"I performed in Baltimore this winter," says Holly Hughes. "After the reviews came out, we were getting these big audiences, but they often seemed uncomfortable with the work. I always have walk-outs, but in Baltimore people would go up to the box office manager and say, 'That woman is sick.' The box office manager would reply, 'You're the one that came to a show called Preaching to the Perverted. What did you expect? You're not getting your money back.'"
Holly Hughes has an amazing gift for storytelling. Her performances are often uproariously funny; they also tend to delve into dark and dangerous places that are unsettling, yet theatrically compelling. Hughes is, perhaps, best known as one of the infamous "NEA Four," who in 1990 were denied NEA grants despite unanimous approval by a peer review panel. All of the artists (Hughes, Tim Miller, Karen Finley, and John Fleck) created work that dealt explicitly with issues of sexuality. They sued the government, and won their grants back--but the story didn't end there. Shortly after taking office, President Clinton appealed the case, and it went all the way to the Supreme Court, resulting in the 1998 decision allowing the NEA to make funding decisions based upon "general standards of decency." Preaching to the Perverted addresses this part of Hughes' life. Prior to the show's April 27 opening at P.S. 122, the notorious performance artist chatted with TheaterMania.
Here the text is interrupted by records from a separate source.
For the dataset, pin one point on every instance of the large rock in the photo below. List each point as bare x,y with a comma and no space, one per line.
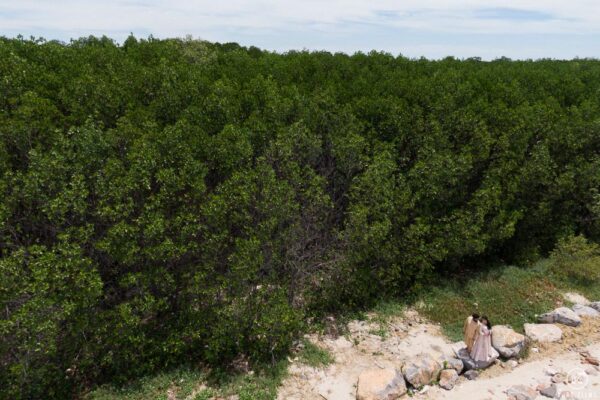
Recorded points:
521,392
508,342
421,371
561,315
585,311
448,362
380,384
448,378
576,298
543,333
460,349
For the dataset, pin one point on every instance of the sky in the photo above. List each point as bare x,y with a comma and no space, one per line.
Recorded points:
519,29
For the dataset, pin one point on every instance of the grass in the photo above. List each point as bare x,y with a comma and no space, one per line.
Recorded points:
182,382
188,384
314,356
509,296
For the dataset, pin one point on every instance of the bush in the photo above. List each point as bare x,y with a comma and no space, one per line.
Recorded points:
576,258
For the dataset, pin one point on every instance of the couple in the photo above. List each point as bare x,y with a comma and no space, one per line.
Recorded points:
478,337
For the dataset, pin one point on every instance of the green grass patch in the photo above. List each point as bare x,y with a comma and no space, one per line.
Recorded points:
509,296
315,356
182,382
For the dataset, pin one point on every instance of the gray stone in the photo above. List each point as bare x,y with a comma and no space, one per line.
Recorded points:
521,392
469,363
448,379
448,362
421,371
471,375
543,333
550,391
585,311
561,315
508,342
380,384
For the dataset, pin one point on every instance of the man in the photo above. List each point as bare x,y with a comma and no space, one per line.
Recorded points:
470,330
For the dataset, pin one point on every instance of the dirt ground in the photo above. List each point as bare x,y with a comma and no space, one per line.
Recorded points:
367,346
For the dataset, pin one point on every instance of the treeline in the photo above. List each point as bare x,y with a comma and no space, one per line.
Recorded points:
163,201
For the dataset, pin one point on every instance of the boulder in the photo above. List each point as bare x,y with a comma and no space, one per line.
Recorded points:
468,362
550,391
380,384
421,371
508,342
448,378
521,392
543,333
585,311
561,315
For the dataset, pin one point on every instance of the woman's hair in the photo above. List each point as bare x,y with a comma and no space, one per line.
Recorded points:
487,321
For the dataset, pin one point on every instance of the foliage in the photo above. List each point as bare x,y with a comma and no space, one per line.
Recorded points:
170,201
575,258
510,296
313,355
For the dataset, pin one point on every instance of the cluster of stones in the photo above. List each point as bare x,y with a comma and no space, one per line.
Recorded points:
424,370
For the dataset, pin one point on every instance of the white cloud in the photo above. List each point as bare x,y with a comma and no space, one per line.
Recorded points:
281,23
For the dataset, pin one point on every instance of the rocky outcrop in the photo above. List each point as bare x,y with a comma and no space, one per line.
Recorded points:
561,315
380,384
508,342
421,371
585,311
460,349
448,379
543,333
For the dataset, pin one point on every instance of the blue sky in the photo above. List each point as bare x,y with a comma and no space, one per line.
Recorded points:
430,28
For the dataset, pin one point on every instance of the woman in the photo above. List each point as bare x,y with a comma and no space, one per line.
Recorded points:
482,349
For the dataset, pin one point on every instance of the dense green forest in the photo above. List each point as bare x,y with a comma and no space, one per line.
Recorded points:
163,201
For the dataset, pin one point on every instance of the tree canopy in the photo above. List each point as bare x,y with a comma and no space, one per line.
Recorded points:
172,200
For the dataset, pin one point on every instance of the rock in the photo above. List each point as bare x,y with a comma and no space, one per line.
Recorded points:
585,311
508,342
380,384
550,391
471,375
561,377
561,315
591,371
521,392
421,371
576,298
448,379
543,333
452,363
469,363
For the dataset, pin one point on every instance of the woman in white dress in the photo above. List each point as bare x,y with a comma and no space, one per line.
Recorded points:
482,349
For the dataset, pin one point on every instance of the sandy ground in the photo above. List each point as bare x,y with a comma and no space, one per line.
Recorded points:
409,335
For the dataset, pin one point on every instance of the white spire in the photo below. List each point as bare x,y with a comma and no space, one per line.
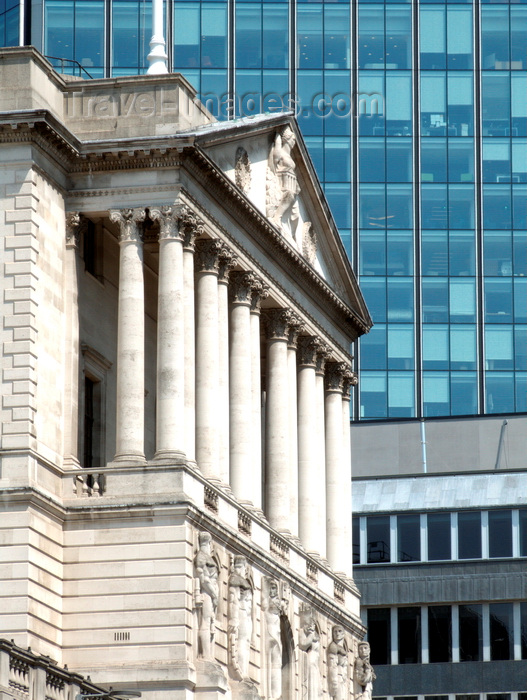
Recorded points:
157,56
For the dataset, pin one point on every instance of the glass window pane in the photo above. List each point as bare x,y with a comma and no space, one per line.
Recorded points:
438,536
470,633
469,535
439,633
501,634
408,538
379,635
409,636
500,533
378,537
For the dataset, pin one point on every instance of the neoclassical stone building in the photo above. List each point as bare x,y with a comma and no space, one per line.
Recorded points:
175,479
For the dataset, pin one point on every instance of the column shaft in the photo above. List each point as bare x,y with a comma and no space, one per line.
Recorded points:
277,421
207,375
308,463
241,434
338,480
189,234
170,375
130,408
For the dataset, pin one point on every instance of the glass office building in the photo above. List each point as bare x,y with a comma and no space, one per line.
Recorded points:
416,119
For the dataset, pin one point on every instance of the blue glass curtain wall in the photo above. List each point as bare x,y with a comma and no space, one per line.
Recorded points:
415,115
TheaterMania: Why did you feel it was important for you to do this show?
Holly Hughes: I felt very frustrated during the ten years since this whole thing started. Here I was an artist who dealt a lot with autobiographical material, but I felt like I've never been able to represent this in my own voice. I do feel on a blunt psychological level that there's a cathartic element for me, but I also wanted to place my story in a larger historical and political context. I wanted to out the Supreme Court, and the ways this institution operates that are really problematic for the type of political system we supposedly have: a democracy. I also think I couldn't have done this show at another point.
TM: You couldn't have done it before the Supreme Court hearing, and then after that there was no way you could not do it?
HUGHES: Uh huh.
TM: The NEA debacle thrust you into the national spotlight, and made you a de facto spokesperson both for freedom of expression and gay and lesbian rights. How do you cope with that responsibility?
HUGHES: At first I felt, "This is going to be great. I'm really going to be able to do something useful." I didn't realize that it was really Jesse Helms' story, his narrative. When I'd go to the media, they'd say: "We're here with self-proclaimed lesbian performance artist Holly Hughes who has used your tax dollars to produce a play with twelve different girls of different races having sex with each other. Holly, why should we pay for your pornographic sketch?" And I'd say, "Well..." Then it's "Okay, thank you. And back to Jesse Helms." The way the questions were framed was along the lines of "How long have you been beating your wife?" It was also frustrating because I got criticism that I wasn't a good representative of the lesbian and gay community. Then some other people said, "You're merely lesbian and gay, but you're not queer."
TM: You felt like you got attacked from both sides.
HUGHES: Right. And I don't feel like I was able to do anything very useful.